Heading into the budget season, the incredible story of the Research Triangle seems overshadowed by the looming budget deficit — nearly $4 billion. And in a time when everyone seems to be hurting, higher learning looks like a tempting luxury to cut.
The only way for our school and system to spare the quality of education here is for our leaders — students and administrators — to articulate a difficult message: Investment in higher education is likely a better deficit reduction tool than cutting.
Fortunately, North Carolina’s story is especially conducive to this argument. It’s one that N.C. State University professor Art Padilla made two days ago for the Chronicle of Higher Education when defending state investment in universities.
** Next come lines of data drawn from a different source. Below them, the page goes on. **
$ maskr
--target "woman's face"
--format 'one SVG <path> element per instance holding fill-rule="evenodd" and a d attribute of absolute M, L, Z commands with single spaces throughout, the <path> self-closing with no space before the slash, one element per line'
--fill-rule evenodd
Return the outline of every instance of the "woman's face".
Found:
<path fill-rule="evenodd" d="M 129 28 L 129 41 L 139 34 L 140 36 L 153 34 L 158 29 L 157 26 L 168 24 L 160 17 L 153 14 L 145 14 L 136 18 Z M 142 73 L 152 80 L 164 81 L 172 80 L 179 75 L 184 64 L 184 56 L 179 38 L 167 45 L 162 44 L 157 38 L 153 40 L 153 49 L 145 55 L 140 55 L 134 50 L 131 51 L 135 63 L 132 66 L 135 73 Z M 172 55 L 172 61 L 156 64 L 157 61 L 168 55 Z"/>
His argument that continued investment in education infrastructure during the tough times of the 1970s sowed the seeds of prosperity is especially salient to our current dilemma.
And indeed, Research Triangle Park stands as the ultimate symbol of the potential of public-private partnerships among the best in education and entrepreneurship. More than 50 years ago, it was mostly empty land and tobacco farms, and the state had the lowest per-capital income in the nation.
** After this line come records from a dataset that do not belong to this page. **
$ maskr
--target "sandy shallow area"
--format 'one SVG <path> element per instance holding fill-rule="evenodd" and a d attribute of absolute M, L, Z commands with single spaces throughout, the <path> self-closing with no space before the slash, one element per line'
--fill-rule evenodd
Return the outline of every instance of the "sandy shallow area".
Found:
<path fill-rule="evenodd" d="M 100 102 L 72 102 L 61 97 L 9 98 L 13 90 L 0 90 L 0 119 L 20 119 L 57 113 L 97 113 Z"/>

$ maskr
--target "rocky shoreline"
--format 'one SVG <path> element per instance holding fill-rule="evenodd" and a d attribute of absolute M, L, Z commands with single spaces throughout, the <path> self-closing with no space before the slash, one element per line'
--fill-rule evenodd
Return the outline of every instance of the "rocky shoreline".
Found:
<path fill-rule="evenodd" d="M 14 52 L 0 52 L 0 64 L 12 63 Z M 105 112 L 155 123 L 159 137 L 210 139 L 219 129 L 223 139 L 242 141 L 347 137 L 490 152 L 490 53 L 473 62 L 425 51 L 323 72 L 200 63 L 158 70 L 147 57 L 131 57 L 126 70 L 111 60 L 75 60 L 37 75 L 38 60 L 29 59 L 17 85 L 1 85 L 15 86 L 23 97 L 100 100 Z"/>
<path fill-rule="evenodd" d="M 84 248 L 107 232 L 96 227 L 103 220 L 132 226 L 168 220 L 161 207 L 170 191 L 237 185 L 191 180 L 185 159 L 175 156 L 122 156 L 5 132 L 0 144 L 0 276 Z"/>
It’s why a federal government grant to the N.C. State statistics department spawned the best company in America to work for (again): SAS. Imagine that.
But the argument hardly need be purely anecdotal. Empirical evidence also suggests positive returns.
The current crop of legislators likely subscribes to a theory of economics that views government spending multipliers unfavorably. Fine.
A 2009 economic impact study of the benefits of the UNC system showed an increase of $9.65 in private income and $1.37 in public revenue for every dollar spent on the system — before multiplier effects.